Мэгги наклонила голову, в глазах появились смешинки.
– Кто у нас тут недавно родил, позвольте спросить? И кто дал мне на руки прелестную маленькую девочку, спустя пару минут, как она родилась, так, что у меня помутился рассудок?
– Ты, правда, не расстроена, что у тебя может быть еще ребенок?
– Брианна отступила назад, закусив губу.
– Как Роган? Доволен?
– Он еще не знает. Я сама не уверена пока; но чувствую.
– Мэгги невольно приложила руку к животу.
– И, нет, я не расстроена. Просто дразню тебя. Я вся в ожидании.
– Она чуть потрепала сестру по щеке и снова занялась бутербродом.
– Сегодня утром меня тошнило.
Брианна ахнула, на глаза навернулись слезы.
– Какая прелесть!
Скорчив гримасу, Мэгги направилась к холодильнику.
– Я сейчас не в своем уме, поэтому соглашусь с тобой. Не говори больше ничего, и Грею тоже. Я все же не уверена.
– Ладно, не скажу, если ты сядешь и спокойно съешь бутерброд с чаем.
– Хорошая мысль. Ну, все, корми скорее мою племянницу и переодевайся, а то опоздаем к встрече королевы в аэропорту.
Брианна хотела съязвить в ответ, но только вздохнула и скрылась за дверью, которая вела в комнаты.
В прошлом году, когда она вышла замуж, эти комнаты расширили специально для нее. Весь второй этаж и обновленная мансарда теперь предназначались для жильцов, которые останавливались в "Терновом Коттедже". А здесь, за пределами кухни, жила семья.
Пока Брианна была одна, вполне хватало маленькой гостиной и спальни.
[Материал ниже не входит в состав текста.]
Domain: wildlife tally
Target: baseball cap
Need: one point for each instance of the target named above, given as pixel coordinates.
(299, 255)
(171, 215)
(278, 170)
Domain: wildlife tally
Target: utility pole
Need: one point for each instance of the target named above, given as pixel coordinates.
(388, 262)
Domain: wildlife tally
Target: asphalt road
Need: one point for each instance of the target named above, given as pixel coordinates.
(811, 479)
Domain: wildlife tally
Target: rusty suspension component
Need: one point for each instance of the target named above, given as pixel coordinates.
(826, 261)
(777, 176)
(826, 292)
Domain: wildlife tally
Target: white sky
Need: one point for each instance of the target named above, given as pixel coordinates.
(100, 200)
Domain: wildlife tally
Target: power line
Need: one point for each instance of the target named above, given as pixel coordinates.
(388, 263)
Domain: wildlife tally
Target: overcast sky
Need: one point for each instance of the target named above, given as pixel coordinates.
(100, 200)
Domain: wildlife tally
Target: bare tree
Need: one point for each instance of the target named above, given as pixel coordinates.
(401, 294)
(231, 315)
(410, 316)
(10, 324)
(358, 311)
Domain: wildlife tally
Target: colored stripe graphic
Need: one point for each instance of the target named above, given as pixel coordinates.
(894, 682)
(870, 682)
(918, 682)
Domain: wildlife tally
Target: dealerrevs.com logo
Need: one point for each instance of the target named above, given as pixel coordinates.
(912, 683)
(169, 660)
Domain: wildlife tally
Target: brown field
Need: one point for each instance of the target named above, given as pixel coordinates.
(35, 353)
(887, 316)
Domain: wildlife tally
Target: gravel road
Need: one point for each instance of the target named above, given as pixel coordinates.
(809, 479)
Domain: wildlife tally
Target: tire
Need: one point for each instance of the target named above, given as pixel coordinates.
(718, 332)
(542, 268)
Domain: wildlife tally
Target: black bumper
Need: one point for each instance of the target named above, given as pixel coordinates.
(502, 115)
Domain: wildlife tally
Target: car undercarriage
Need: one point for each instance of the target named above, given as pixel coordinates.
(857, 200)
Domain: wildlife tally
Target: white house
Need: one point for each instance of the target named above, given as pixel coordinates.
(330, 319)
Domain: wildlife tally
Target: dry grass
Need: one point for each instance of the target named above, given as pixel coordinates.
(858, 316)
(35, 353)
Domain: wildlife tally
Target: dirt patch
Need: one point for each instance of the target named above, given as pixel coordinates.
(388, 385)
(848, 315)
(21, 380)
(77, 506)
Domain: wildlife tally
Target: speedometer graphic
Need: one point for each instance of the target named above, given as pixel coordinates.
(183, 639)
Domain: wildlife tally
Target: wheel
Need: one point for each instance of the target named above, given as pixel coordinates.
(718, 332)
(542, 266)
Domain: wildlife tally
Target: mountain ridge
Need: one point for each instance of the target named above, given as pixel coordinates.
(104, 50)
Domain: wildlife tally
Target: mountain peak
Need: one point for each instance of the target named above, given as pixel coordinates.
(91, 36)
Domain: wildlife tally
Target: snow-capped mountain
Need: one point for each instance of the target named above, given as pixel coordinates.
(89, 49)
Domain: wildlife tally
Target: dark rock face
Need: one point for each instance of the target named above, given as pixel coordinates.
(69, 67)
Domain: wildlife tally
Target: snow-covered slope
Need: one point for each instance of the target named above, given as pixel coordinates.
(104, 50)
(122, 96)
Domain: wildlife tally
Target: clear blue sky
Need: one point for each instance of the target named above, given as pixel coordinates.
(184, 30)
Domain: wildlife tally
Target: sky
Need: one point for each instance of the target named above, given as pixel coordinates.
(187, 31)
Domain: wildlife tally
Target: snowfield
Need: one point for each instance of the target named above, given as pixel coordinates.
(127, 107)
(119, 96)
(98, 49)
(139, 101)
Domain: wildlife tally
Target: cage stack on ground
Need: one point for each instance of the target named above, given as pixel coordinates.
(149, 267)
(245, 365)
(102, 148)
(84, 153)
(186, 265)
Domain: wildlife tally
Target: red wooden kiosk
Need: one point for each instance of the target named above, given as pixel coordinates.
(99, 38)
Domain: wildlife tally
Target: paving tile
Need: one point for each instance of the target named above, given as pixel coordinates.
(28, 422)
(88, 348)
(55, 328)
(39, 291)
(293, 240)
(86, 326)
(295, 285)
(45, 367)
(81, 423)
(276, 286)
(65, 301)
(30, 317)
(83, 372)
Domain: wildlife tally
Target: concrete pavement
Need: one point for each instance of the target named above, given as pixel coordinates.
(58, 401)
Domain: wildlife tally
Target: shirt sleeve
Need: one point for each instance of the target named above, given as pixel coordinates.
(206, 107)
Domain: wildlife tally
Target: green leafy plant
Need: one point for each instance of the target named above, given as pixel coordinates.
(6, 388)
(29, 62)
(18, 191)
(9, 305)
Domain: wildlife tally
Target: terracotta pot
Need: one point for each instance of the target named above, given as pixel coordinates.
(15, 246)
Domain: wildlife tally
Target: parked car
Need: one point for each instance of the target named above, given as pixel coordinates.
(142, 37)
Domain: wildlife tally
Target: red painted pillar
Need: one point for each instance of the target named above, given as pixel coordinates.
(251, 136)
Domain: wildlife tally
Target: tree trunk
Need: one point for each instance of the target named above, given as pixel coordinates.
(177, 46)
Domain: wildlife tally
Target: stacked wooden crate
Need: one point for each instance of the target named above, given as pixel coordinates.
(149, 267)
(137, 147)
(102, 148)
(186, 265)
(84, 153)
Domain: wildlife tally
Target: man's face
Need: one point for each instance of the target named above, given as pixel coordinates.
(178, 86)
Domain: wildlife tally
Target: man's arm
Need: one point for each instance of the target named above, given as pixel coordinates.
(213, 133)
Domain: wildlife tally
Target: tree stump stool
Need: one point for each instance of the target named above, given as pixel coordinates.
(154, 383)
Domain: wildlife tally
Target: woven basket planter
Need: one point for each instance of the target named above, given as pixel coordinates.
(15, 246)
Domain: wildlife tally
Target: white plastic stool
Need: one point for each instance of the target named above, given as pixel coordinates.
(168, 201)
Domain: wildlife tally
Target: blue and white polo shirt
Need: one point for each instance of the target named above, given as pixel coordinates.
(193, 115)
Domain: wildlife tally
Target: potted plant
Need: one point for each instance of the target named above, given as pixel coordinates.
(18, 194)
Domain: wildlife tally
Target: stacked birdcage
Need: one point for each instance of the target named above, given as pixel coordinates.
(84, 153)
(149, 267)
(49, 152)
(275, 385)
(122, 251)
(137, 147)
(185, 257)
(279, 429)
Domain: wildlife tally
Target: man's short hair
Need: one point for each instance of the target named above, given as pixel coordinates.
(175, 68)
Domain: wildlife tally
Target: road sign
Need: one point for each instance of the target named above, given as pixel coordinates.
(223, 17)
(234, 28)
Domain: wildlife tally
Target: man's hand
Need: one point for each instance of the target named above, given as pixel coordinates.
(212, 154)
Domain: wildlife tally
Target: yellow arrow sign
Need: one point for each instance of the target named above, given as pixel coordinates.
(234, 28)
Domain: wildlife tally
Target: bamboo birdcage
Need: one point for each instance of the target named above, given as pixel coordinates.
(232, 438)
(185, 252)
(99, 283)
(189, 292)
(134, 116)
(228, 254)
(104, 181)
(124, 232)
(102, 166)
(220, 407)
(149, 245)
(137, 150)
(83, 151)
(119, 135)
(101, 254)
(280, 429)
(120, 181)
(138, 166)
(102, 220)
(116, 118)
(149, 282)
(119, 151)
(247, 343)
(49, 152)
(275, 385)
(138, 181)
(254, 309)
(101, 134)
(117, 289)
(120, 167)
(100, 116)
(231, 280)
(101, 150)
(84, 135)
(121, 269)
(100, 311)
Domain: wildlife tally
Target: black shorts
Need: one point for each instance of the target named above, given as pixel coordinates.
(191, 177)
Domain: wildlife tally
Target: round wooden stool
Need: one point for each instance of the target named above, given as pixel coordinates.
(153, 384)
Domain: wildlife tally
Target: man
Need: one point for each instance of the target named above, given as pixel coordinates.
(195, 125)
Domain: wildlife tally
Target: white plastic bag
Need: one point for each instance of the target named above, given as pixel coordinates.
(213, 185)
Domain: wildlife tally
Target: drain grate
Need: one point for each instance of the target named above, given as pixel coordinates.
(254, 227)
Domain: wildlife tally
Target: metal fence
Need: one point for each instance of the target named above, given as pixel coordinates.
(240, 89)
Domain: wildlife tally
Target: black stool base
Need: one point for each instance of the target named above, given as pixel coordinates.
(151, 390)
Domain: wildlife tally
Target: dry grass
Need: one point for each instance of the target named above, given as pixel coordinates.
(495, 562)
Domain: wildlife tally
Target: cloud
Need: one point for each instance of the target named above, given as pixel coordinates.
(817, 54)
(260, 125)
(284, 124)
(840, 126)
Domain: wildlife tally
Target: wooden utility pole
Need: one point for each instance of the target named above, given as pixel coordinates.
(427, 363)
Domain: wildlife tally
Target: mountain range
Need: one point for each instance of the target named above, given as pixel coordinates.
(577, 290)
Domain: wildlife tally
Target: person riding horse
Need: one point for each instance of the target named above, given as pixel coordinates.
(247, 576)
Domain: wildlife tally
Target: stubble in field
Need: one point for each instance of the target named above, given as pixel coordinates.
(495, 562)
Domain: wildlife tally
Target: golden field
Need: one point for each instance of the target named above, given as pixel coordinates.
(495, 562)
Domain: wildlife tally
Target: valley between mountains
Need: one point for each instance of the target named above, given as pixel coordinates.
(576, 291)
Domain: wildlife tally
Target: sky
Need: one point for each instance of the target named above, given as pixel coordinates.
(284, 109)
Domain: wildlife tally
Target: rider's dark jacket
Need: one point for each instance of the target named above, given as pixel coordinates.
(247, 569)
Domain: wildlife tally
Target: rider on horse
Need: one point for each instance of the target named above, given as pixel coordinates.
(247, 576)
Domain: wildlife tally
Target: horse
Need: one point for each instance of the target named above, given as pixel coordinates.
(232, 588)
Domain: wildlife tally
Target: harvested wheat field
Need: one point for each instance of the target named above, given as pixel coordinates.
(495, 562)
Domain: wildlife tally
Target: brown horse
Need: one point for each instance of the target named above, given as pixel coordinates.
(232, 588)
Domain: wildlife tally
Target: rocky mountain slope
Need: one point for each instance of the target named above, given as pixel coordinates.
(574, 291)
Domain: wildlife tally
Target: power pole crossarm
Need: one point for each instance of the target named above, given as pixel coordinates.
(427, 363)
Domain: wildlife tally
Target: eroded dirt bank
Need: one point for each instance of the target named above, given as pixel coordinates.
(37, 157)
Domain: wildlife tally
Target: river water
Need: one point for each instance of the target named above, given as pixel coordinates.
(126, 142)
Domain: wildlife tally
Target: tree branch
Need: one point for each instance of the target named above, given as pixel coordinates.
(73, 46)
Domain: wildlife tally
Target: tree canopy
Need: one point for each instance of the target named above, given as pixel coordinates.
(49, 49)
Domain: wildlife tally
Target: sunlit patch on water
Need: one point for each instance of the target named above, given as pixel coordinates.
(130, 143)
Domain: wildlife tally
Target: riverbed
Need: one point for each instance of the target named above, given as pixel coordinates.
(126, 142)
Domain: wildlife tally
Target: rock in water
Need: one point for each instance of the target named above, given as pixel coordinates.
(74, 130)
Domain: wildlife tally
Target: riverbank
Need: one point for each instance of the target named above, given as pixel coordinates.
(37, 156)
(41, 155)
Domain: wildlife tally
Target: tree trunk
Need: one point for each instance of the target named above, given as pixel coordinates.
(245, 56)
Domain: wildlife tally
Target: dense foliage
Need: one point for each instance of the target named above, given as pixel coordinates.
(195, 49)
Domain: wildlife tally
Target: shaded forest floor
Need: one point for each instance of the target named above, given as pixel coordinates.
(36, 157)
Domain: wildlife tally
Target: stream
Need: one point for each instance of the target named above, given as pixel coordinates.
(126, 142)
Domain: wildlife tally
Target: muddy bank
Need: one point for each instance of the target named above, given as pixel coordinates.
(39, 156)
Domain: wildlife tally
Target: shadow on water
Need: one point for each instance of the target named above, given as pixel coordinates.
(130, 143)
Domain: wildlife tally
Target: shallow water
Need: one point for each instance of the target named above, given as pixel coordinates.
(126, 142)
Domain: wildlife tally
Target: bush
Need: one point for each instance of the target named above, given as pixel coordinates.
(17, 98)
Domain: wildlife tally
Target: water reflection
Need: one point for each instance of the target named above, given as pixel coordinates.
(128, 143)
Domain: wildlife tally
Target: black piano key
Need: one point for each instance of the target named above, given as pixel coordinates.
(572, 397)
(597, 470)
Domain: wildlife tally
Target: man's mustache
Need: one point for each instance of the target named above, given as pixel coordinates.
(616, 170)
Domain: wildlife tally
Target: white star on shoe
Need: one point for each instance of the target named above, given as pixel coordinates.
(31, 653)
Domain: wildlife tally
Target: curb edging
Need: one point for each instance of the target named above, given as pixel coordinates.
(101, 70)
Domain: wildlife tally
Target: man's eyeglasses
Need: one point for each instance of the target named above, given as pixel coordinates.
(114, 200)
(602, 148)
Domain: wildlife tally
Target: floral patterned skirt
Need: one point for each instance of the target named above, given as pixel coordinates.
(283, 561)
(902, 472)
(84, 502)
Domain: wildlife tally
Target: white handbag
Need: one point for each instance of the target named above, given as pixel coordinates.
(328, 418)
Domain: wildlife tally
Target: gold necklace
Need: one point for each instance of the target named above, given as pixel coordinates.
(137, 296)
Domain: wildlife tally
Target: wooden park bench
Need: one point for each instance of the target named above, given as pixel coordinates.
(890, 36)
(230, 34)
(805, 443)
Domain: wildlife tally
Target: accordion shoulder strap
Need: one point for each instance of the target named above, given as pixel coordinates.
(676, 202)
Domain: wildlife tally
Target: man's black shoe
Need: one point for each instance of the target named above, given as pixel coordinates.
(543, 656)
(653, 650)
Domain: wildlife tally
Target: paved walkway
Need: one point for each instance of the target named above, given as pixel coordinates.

Теперь же еще одна комната стала их продолжением: яркая, залитая солнцем детская. Широкие двустворчатые окна открывали взору холмы, а прямо под окнами красовался молодой цветущий миндаль, который посадил Мерфи по случаю рождения Кейлы.
Над колыбелью, вбирая в себя солнечные лучи, сияла маленькая подвижная скульптурка, искусно отлитая из стекла руками Мэгги: единороги, крылатые лошадки и русалки исполняли на солнце обворожительный танец, и, глядя на них, малышка в колыбели будто вторила их движениям.
– Деточка моя, - ласково прошептала Брианна, и вновь нахлынул на нее невероятный поток материнских чувств и эмоций. Ребенок, долгожданный ребенок.
– За огоньками следишь, солнышко? Они - просто прелесть, а тетя Мэгги - такая умница!
Она взяла Кейлу на руки, и, вдыхая детские запахи, словно растворилась в них сама.
– Сегодня ты увидишь другую тетю - тетю Шаннон, из Америки. Правда, здорово?
Пристроив ребенка на одной руке, другой Брианна расстегнула блузку, усаживаясь в кресло-качалку. Бросив взгляд на потолок, улыбнулась: Грей сейчас там, наверху, в студии. Пишет, как обычно, про всякие убийства и насилия.
– Ну, вот и хорошо, - с трепетом проговорила Брианна, когда Кейла обхватила ротиком грудь и стала сосать.
– А когда покушаешь и переоденешься, я смогу оставить тебя с папой, а сама уеду, ненадолго. Ты ведь уже большая. А всего-то месяц прошел, видишь, как. Сегодня тебе ровно месяц.
Из дверного проема, завороженный и смущенный одновременно, Грей наблюдал за сценой. Никто и никогда не смог бы ему объяснить и рассказать, каково это - видеть жену, ребенка - своих, и таких любимых. Кулачок Кейлы покоился на изгибе материнской груди, оба - цвета слоновой кости - сливались воедино. Солнце ласкало их волосы, цвет которых, до мельчайших оттенков, повторял один другого. Мать и дочь глядели друг на друга, и вряд ли Грей выразил бы словами то, как происходит их невероятное единение.